Ollama infra series wrap-up: architecture, hardware lessons, and what to add next
Contents
This is the final post in the Ollama infra series. Across eight posts we went from a bare Ollama install to an observable, queue-backed inference stack with a chat UI, voice interface, Claude Code integration, and a set of Open WebUI extensions. Here is the full picture and honest lessons from running it.
The full architecture
INTERNET
│
┌────────▼────────┐
│ nginx (443) │
│ TLS termination│
│ Auth header │
└────┬───────┬───┘
│ │
┌────────────▼─┐ ┌─▼────────────────┐
│ Open WebUI │ │ Job API │
│ (Docker) │ │ POST /jobs │
│ Port 8080 │ │ GET /jobs/:id │
└──────┬───────┘ └────────┬──────────┘
│ │
┌──────▼───────┐ ┌───────▼──────┐
│ speaches │ │ BullMQ │
│ STT + TTS │ │ Queue │
│ Port 8081 │ └───────┬──────┘
└──────────────┘ │
┌───────▼──────┐
│ Worker(s) │
│ concurrency │
└───────┬──────┘
│
└──────────┬─────────┘
│
┌────────▼────────┐
│ Ollama │
│ 127.0.0.1:11434│
│ model cache │
└─────────────────┘
Supporting infrastructure:
Redis ──────── BullMQ backing store
Prometheus ───── Metrics scrape target
Grafana ──────── Dashboard
Metrics exporter ── custom /metrics endpoint
Claude Code + MCP ── developer tool integration
What each layer does and why it exists
nginx: TLS termination, routing between UI and API, access control. Without it, Ollama is unauthenticated on 0.0.0.0.
Open WebUI: interactive chat for humans. Handles session management, conversation history, and model pulling UI. Communicates with Ollama directly — bypasses the queue because interactive use benefits from streaming, which the queue does not support.
speaches: voice layer sitting alongside Open WebUI. Whisper transcribes microphone input; the Kokoro TTS engine reads responses aloud. Both run in a single container, no audio leaves the machine.
Job API: async interface for programmatic callers. Returns a job ID immediately, decouples caller lifetime from inference duration. The right interface for automation, pipelines, and batch work.
BullMQ + Redis: backpressure and durability. Jobs survive worker restarts. Queue depth is a real-time signal of system load.

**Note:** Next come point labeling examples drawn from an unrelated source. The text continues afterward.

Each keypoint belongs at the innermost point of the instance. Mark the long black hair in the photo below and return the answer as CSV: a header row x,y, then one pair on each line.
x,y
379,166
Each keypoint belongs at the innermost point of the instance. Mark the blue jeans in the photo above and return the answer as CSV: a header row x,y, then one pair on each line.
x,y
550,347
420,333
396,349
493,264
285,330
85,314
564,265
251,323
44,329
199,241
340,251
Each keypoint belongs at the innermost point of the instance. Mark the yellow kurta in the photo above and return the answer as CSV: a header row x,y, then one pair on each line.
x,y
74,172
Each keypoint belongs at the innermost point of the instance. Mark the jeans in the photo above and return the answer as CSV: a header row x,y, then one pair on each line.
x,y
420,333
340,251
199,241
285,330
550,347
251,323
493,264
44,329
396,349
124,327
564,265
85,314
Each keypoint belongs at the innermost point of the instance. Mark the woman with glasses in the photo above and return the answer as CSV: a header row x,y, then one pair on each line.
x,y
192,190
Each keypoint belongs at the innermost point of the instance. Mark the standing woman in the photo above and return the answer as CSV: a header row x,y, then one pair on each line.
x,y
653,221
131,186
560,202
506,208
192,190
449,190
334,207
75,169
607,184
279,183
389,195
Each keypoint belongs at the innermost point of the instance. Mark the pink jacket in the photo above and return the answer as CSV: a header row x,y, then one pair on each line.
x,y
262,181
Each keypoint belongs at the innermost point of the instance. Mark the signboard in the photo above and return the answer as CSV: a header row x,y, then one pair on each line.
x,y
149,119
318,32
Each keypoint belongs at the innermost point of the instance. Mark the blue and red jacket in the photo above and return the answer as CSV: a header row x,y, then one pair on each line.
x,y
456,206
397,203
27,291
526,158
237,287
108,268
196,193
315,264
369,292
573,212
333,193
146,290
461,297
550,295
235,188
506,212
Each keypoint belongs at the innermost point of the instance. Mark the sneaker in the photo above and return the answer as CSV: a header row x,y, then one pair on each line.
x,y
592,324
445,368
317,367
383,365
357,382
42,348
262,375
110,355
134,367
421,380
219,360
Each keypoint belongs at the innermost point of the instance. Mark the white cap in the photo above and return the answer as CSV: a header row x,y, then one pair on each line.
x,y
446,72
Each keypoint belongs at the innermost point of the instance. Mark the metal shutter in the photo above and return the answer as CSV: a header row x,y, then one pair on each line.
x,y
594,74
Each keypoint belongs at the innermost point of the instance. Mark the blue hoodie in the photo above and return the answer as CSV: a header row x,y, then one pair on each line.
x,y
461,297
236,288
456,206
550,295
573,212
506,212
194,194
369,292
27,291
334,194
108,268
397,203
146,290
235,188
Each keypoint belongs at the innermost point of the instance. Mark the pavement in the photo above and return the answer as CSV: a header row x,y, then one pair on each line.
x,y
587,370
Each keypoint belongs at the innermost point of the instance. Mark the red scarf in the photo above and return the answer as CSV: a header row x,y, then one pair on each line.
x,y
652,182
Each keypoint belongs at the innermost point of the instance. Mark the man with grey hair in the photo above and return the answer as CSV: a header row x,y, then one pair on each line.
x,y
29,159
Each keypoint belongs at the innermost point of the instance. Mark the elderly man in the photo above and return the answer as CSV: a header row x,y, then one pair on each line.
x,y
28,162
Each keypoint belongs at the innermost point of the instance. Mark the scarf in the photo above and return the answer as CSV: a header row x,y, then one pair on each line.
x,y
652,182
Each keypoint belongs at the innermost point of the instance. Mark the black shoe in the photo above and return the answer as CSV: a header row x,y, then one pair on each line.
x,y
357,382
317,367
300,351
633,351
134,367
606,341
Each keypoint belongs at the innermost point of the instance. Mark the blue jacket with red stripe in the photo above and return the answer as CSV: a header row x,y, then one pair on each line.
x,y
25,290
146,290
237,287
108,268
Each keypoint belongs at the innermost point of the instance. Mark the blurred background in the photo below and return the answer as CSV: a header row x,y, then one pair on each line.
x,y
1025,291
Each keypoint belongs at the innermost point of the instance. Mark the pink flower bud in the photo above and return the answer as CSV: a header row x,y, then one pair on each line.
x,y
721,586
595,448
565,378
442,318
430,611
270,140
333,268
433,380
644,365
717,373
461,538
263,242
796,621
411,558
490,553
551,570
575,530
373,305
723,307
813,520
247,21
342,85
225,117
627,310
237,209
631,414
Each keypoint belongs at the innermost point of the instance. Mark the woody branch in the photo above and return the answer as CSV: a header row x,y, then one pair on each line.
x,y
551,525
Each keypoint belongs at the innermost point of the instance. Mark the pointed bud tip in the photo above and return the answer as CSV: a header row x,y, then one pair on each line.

Worker: the only process that calls Ollama. Configurable concurrency. Emits metrics on completion.
Ollama: the inference runtime. Manages model loading, VRAM allocation, and quantization. Exposes a local HTTP API.
Hardware lessons
VRAM is the primary constraint, not CPU. The model must fit in VRAM or performance degrades sharply (layers offloaded to RAM). Budget for the model size you want to run, not the model size that fits.
Model loading takes real time. A 7B model cold start is 5–15 seconds. The OLLAMA_KEEP_ALIVE setting is the most important tuning parameter if you have multiple models. Keep the most-used model loaded permanently, let others expire.
Concurrency has a ceiling. Running 4 parallel inferences on a single GPU does not give 4× the throughput — the GPU is already saturated. The optimal concurrency value is usually 1–2 for a single GPU. Higher values increase queueing latency without improving throughput.
CPU fallback is viable for small models. A 3B model on a modern CPU produces 5–15 tokens/second — slow but usable for background batch work. Do not rule out CPU-only machines for low-priority tasks.
Quantization matters more than parameter count for memory. A Q4_K_M quantized 7B model uses ~4.5 GB of VRAM. The same model at Q8_0 uses ~7 GB. Quality difference is small. Run Q4_K_M unless you have a reason not to.
Limitations of what we built
The queue does not support streaming. Interactive applications that want token-by-token output cannot use BullMQ as-is. Open WebUI connects directly to Ollama for this reason. If you want streaming in your own app, call Ollama directly and manage connection lifetime yourself.
The metrics exporter uses in-memory accumulators. If the worker process restarts, counters reset. For production, use a proper Prometheus push gateway or a time-series database like InfluxDB.
The shared secret is not suitable for production. The X-Ollama-Key header is a static token shared across all callers — there is no per-caller identity, no revocation, and no audit trail. For production, replace it with short-lived JWT tokens per client, mutual TLS, or an API gateway that supports per-key rate limits and revocation.
The job polling endpoint has no authorization. Any caller with the API key can poll any job ID, and IDs are sequential integers — a caller can enumerate them and read results belonging to others. For multi-tenant use, associate each job with the submitting caller’s identity and enforce ownership in the GET /jobs/:id handler before returning the result.
No horizontal scaling. The current setup is single-machine. Scaling out means either a single Ollama instance behind a load balancer (multiple workers, one Ollama), or multiple Ollama instances with a smarter routing layer that tracks per-instance queue depth and loaded models.